SELECT   dept FROM Employee
GROUP BY dept HAVING COUNT(*)<2;

The result is:

DEPT
C
D

Views of Groups

It’s a straightforward exercise to make a View which is based on a grouping operation – the result is a grouped View. Here’s an example:

CREATE VIEW Employee_Groups AS
   SELECT   department_id, COUNT(employee_id) AS count_employee_id
   FROM     Employees
   GROUP BY department_id;

Now, whoever uses the EMPLOYEE_GROUPS View will see an ordinary Table with two Columns: DEPARTMENT_ID and COUNT_EMPLOYEE_ID. But the user’s view window won’t be totally transparent.

Problem 1

Consider what happens for this SQL statement:

SELECT * FROM Employee_Groups
WHERE  count_employee_id = 7 AND department_id = 'XX';

Remember (from our chapter on “Tables”) that your DBMS may try to “transform” this query into a query on the underlying Base table. The best transform is:

SELECT   department_id, COUNT(employee_id) FROM Employees
WHERE    department_id = 'XX'
GROUP BY department_id HAVING COUNT(employee_id) = 7;

Observe that one, and only one, of the conditions of the original WHERE clause has been split out and put in a new HAVING clause. Based on timings, we believe that some DBMSs don’t do this. We believe they put both conditions in the HAVING clause.

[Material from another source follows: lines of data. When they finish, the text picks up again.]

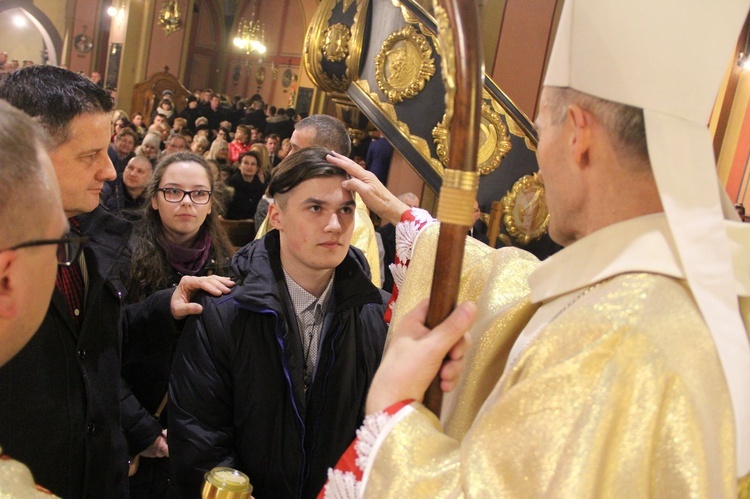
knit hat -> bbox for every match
[544,0,750,476]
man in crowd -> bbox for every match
[201,94,226,132]
[0,101,66,497]
[160,133,188,158]
[326,0,750,498]
[101,156,154,220]
[169,148,388,498]
[227,125,250,165]
[0,66,234,497]
[265,107,297,140]
[255,114,381,287]
[266,133,281,168]
[240,94,266,135]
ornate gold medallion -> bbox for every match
[502,173,549,245]
[323,23,352,62]
[432,102,511,175]
[375,26,435,104]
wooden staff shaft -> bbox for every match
[424,0,483,416]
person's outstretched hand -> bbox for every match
[366,300,477,414]
[170,275,234,320]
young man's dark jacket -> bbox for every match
[0,207,176,498]
[169,230,388,499]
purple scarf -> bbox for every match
[165,231,211,275]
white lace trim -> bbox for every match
[323,405,414,499]
[323,468,362,499]
[388,263,409,289]
[396,208,435,263]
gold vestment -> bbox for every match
[363,220,737,498]
[255,192,382,291]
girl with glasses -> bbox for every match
[123,152,234,497]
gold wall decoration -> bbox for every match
[432,102,512,175]
[354,80,445,177]
[490,91,536,152]
[375,26,435,104]
[302,0,368,93]
[323,23,352,62]
[502,173,549,245]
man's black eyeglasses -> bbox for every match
[157,187,211,204]
[8,234,89,267]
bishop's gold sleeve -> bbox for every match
[364,274,737,498]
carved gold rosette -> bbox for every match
[432,102,511,175]
[502,173,549,245]
[323,23,352,62]
[433,0,456,127]
[354,80,445,177]
[375,26,435,104]
[303,0,368,92]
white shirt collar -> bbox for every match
[529,213,684,303]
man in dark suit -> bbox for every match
[0,66,234,498]
[375,192,419,293]
[469,201,490,244]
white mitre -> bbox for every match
[544,0,750,476]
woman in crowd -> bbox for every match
[131,112,147,144]
[135,133,161,165]
[250,144,271,184]
[110,111,134,142]
[216,127,232,143]
[156,99,177,127]
[204,139,229,167]
[277,139,292,159]
[225,151,266,220]
[123,152,234,498]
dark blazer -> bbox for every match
[169,230,389,499]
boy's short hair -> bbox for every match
[268,147,348,208]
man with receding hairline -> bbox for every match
[169,148,389,498]
[0,100,68,497]
[255,114,381,287]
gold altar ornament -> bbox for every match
[157,0,182,36]
[502,173,549,245]
[375,26,435,104]
[302,0,368,93]
[323,23,352,62]
[432,102,512,175]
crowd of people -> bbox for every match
[102,90,306,230]
[0,0,750,498]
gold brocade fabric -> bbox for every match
[392,224,538,439]
[365,230,738,498]
[0,449,57,499]
[255,192,382,291]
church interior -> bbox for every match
[0,0,750,229]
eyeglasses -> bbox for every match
[157,187,211,204]
[8,234,89,267]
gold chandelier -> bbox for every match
[234,12,267,55]
[158,0,182,36]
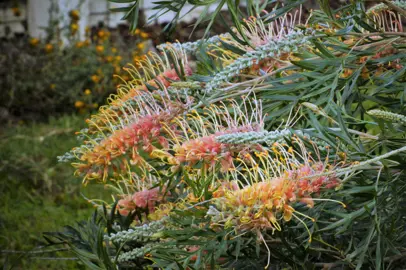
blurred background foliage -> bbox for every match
[0,1,235,269]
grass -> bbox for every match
[0,116,107,269]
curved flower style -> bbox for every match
[73,98,183,182]
[208,137,340,239]
[117,187,164,216]
[86,47,192,134]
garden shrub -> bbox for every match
[47,1,406,269]
[0,10,149,121]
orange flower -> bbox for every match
[137,42,145,50]
[75,41,85,48]
[96,45,104,53]
[75,100,86,109]
[69,9,80,21]
[140,32,149,39]
[90,75,100,83]
[97,30,106,38]
[45,43,54,53]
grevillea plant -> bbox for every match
[52,1,406,269]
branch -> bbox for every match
[383,0,406,17]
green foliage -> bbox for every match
[0,116,110,269]
[51,1,406,269]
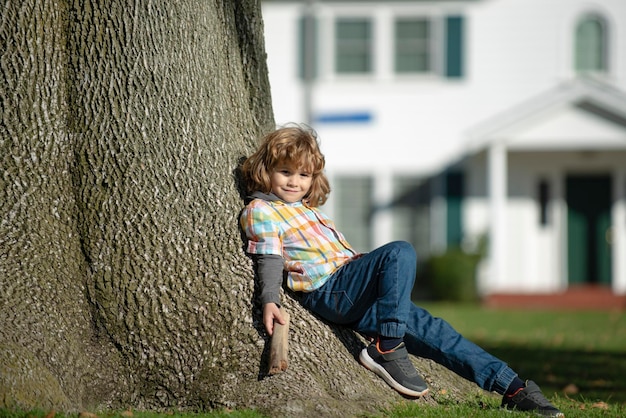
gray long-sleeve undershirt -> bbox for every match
[254,254,283,306]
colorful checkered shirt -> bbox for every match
[240,199,358,292]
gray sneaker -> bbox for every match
[359,343,428,397]
[502,380,565,418]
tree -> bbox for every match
[0,0,480,415]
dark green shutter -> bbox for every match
[446,172,465,247]
[446,16,464,78]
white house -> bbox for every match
[262,0,626,295]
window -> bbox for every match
[395,18,432,73]
[574,15,608,72]
[335,18,373,74]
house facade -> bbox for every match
[262,0,626,295]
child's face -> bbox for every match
[271,165,313,203]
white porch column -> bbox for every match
[611,168,626,295]
[372,171,393,248]
[485,141,507,293]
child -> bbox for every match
[240,126,564,417]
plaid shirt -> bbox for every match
[240,199,358,292]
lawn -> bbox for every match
[0,302,626,418]
[420,303,626,405]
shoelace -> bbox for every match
[526,390,553,408]
[396,357,417,377]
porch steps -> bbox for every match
[483,285,626,310]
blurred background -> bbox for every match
[261,0,626,309]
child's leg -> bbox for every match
[301,241,416,338]
[404,305,517,394]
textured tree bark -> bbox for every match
[269,308,290,375]
[0,0,482,416]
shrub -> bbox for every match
[423,248,480,302]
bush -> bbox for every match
[424,248,480,302]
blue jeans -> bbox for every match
[301,241,517,394]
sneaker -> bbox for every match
[502,380,565,417]
[359,342,428,397]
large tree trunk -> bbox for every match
[0,0,482,416]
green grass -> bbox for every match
[414,304,626,405]
[0,302,626,418]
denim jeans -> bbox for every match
[301,241,517,394]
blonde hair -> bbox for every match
[241,125,330,206]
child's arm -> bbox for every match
[254,254,285,335]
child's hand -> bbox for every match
[263,303,285,336]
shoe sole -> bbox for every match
[359,348,428,398]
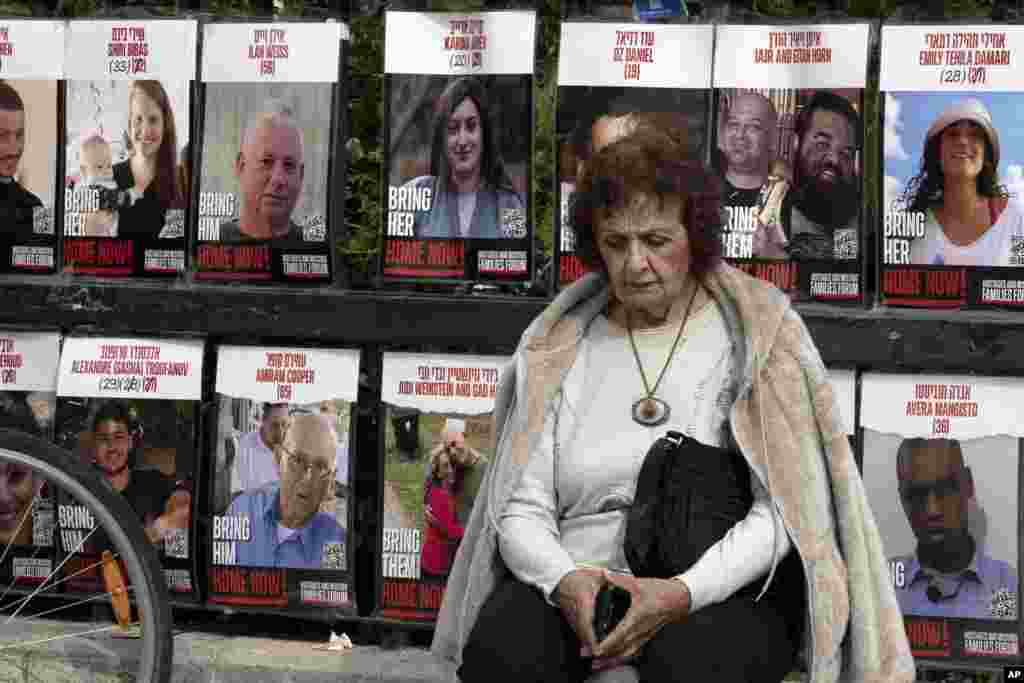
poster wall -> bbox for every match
[63,19,197,276]
[194,23,348,284]
[55,337,203,601]
[207,346,359,613]
[0,20,65,273]
[377,352,509,621]
[712,24,869,303]
[879,26,1024,308]
[556,23,713,286]
[382,11,537,282]
[860,374,1024,665]
[0,331,60,590]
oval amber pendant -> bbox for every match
[633,396,672,427]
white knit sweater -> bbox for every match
[500,303,791,611]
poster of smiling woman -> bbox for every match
[382,11,537,283]
[879,26,1024,308]
[63,19,197,276]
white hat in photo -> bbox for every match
[925,97,999,167]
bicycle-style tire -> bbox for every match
[0,429,174,683]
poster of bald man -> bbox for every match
[878,26,1024,309]
[54,337,204,601]
[193,23,348,285]
[0,330,60,592]
[712,24,869,303]
[381,10,537,283]
[860,373,1024,660]
[207,345,359,618]
[377,352,509,622]
[0,20,65,273]
[556,22,713,287]
[62,19,197,278]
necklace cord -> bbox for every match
[626,282,700,398]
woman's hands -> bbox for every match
[554,567,607,657]
[589,573,690,671]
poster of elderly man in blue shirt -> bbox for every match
[227,415,345,569]
[861,374,1024,658]
[208,345,359,612]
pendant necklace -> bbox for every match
[626,283,700,427]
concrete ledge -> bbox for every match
[173,633,457,683]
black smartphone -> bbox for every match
[594,584,631,642]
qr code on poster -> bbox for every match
[164,528,188,559]
[32,510,53,548]
[157,209,185,240]
[32,206,53,234]
[502,209,526,240]
[1010,234,1024,265]
[321,543,345,569]
[988,588,1017,618]
[302,214,327,242]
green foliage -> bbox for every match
[534,0,560,264]
[348,16,384,281]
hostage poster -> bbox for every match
[63,19,196,276]
[54,337,203,601]
[556,23,713,287]
[860,373,1024,665]
[0,20,65,273]
[207,346,359,618]
[194,23,348,285]
[0,331,60,591]
[879,26,1024,308]
[377,352,509,621]
[382,11,537,283]
[712,24,869,303]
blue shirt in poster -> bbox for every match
[892,548,1017,620]
[226,481,345,569]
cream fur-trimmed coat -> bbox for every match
[432,263,914,683]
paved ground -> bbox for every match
[0,622,455,683]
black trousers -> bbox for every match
[459,551,806,683]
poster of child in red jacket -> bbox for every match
[420,430,466,578]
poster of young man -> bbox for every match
[381,11,537,283]
[879,26,1024,308]
[377,352,509,621]
[0,20,65,273]
[0,331,60,590]
[556,23,713,287]
[860,373,1024,664]
[63,19,196,276]
[207,346,359,616]
[712,24,869,303]
[55,337,203,601]
[195,23,348,285]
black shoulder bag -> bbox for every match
[624,431,754,579]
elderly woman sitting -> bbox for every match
[433,129,913,683]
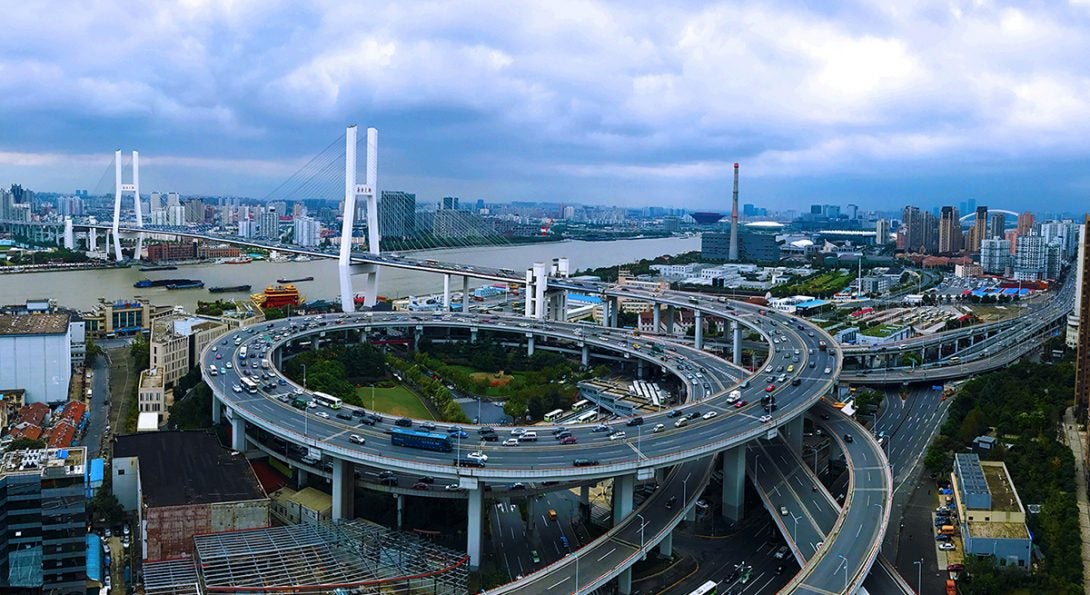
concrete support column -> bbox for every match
[722,446,746,522]
[692,309,704,349]
[779,415,802,454]
[332,459,355,521]
[658,531,674,558]
[231,413,246,452]
[730,323,742,366]
[465,485,484,570]
[614,475,635,525]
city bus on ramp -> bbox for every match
[314,390,344,409]
[689,581,719,595]
[390,427,455,452]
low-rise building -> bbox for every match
[952,452,1032,569]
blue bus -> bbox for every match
[390,427,455,452]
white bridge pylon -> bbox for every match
[109,149,144,260]
[337,125,379,313]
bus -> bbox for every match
[314,390,344,409]
[689,581,719,595]
[390,427,455,452]
[576,410,598,424]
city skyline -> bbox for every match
[0,2,1090,211]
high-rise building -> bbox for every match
[1014,235,1047,281]
[938,206,961,254]
[293,217,322,247]
[874,219,889,246]
[980,240,1010,275]
[378,190,416,238]
[0,447,87,593]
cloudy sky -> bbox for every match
[0,0,1090,211]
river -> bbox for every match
[0,236,700,312]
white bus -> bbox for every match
[314,390,344,409]
[576,410,598,424]
[689,581,719,595]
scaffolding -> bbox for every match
[145,521,469,595]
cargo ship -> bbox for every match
[250,283,303,308]
[133,279,204,288]
[167,279,204,289]
[208,286,250,293]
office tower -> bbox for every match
[980,240,1010,275]
[988,213,1007,240]
[0,447,87,593]
[1017,210,1033,235]
[938,206,961,254]
[874,219,889,246]
[292,216,322,247]
[378,190,416,238]
[1014,235,1047,281]
[261,206,280,240]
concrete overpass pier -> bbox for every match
[332,459,355,520]
[722,445,746,522]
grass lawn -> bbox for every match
[355,387,435,420]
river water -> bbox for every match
[0,236,700,312]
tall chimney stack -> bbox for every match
[729,163,738,263]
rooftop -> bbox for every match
[113,432,265,507]
[0,314,69,335]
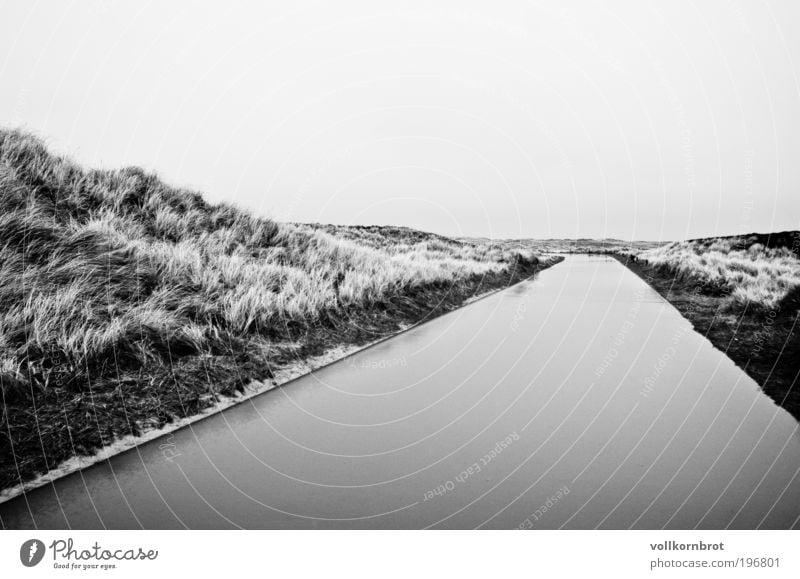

That’s much less efficient.

Problem 2

Consider what happens for this SQL statement:

SELECT MAX(count_employee_id) FROM Employee_Groups;

Your DBMS might attempt to transform this into:

SELECT   department_id, MAX(COUNT(employee_id)) FROM Employees
GROUP BY department_id;

that is, into a sensible question along the lines of “which department has most employees”. But MAX(COUNT(employee_id)) is an illegal expression (you can’t nest set functions) and the result will be some error message defined by your DBMS. This is legal: the SQL Standard doesn’t demand that a DBMS should handle groups within groups, or set functions within set functions.

Tip

That’s why we named this View and its Column EMPLOYEE_GROUPS and COUNT_EMPLOYEE_ID – the names tip off the user that a COUNT in a grouped View is involved. That lessens the confusion if the DBMS doesn’t generate a clear error message.

Dialects

The older (pre-1992) DBMSs had these restrictions on grouping:

  • Any set functions in the HAVING clause had to appear in the select list.
  • HAVING was illegal if there was no GROUP BY clause.
  • Groups within Views and subqueries worked only under a full moon (or some undefined equivalent!).

Nowadays, SQL DBMSs support grouping, set functions and HAVING clauses, in a manner pretty much as we have described here, except for the new SQL3 features.

It’s also fairly easy to find DBMSs which will accept non-standard syntax. Sybase ignores the Single-Value Rule so you can use any Column you like in the select list. Oracle includes basic statistical-analysis set functions: STDDEV (standard deviation) and VARIANCE. Several DBMSs allow “GROUP BY expression” or even “GROUP BY ordinal position, as if the GROUP BY clause is analogous to the ORDER BY clause.